Giro católico e indiferencia religiosa
Esta misión de la Iglesia no está exenta de dificultades, prosigue explicando el prelado en el documento, ya que "nos encontramos ante un cambio de época” marcado por un proceso de secularización en el que crece “la indiferencia religiosa”.
“Aunque últimamente se habla de un cierto ‘giro católico’, y es verdad que crece cada año el número de adultos que piden el bautismo, hemos de reconocer que predomina en nuestro ambiente el ‘enfriamiento religioso’, con el debilitamiento de la vida cristiana en su conjunto”, señala Mons. Prieto.
Asimismo, añade que “este no es el mejor contexto para la iniciación cristiana”, ya que muchas veces los sacramentos de la iniciación cristiana —Bautismo, Comunión y Confirmación— se conciben como "meros actos familiares y sociales”.
A esta dificultad hay que sumar desafíos de la cultura contemporánea como el cientificismo, la revolución antropológica, el metaverso, la inteligencia artificial o la cancelación y otros retos como el olvido del fundamento de la catequesis, “que es el don gratuito de Dios” o la “ritualización de los sacramentos” que, a base de subrayar la eficacia que tiene en sí mismos descuidan “las disposiciones subjetivas del sujeto, sobre todo su fe” y, por tanto, asimilándolos “a prácticas mágicas”.

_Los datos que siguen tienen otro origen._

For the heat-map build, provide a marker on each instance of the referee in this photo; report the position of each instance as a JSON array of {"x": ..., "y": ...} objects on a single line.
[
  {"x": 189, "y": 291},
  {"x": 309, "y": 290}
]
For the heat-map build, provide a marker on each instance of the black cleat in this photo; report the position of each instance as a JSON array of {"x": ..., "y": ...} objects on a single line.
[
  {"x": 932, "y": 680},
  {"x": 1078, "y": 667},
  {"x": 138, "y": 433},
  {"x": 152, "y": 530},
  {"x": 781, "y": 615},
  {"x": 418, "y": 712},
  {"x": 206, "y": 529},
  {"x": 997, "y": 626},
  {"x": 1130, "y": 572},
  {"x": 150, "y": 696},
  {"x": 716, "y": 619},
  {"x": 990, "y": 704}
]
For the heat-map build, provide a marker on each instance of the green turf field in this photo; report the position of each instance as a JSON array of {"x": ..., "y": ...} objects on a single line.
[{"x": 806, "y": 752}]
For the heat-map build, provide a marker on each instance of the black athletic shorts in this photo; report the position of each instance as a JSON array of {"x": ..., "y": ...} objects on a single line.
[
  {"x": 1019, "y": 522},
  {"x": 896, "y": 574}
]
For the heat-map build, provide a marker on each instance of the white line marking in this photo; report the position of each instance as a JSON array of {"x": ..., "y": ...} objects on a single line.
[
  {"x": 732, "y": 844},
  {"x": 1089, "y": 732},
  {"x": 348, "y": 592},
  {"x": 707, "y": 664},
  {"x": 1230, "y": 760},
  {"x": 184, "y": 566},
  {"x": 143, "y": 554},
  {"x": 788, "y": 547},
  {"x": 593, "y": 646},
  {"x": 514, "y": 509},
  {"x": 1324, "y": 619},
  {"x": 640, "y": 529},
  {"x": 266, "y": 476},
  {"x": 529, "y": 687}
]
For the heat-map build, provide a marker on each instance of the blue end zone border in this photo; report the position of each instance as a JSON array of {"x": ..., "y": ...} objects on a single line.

Madurar la fe en las montañas de la Biblia
En la búsqueda de ese nuevo impulso pastoral a la iniciación cristiana, Mons. Prieto propone la implementación de los grupos parroquiales Frassati, “una herramienta para acompañar la fe de los jóvenes, inspirada en las cumbres de las montañas en la Biblia, que son símbolos del encuentro con Dios”.
En ellos se toma la ascensión como "un símbolo de la vida espiritual, que supone elevarnos sobre las realidades banales y mezquinas, y proyectar nuestro espíritu hacia el cielo, en un camino de asombro, recogimiento, oración, enseñanza, prueba y expiación” que, una vez en la cima, lleva a tomar conciencia de cómo Dios busca al hombre y lo cuida a lo largo del camino.
El Obispo de Alcalá de Henares detalla que “los Grupos Frassati se basan en la convicción de que la fe cristiana no se transmite únicamente mediante contenidos, sino acompañando el crecimiento de la persona”, conscientes de que “cada etapa de la vida plantea preguntas distintas, despierta inquietudes nuevas y abre horizontes que necesitan ser iluminados por el Evangelio”.
Así, estas etapas se cubren ascendiendo simbólicamente a los montes Moriah (abrirse al misterio), Horeb (tomar conciencia de la libertad y la responsabilidad), Sión (buscar el sentido de la vida), Tabor (integrar la fe en la vida) y Gólgota (responder al amor de Dios).
“Al culminar todo este itinerario, el joven no habrá recibido únicamente una formación doctrinal, sino que habrá sido acompañado en un verdadero proceso de iniciación y maduración en la fe”, resume el prelado.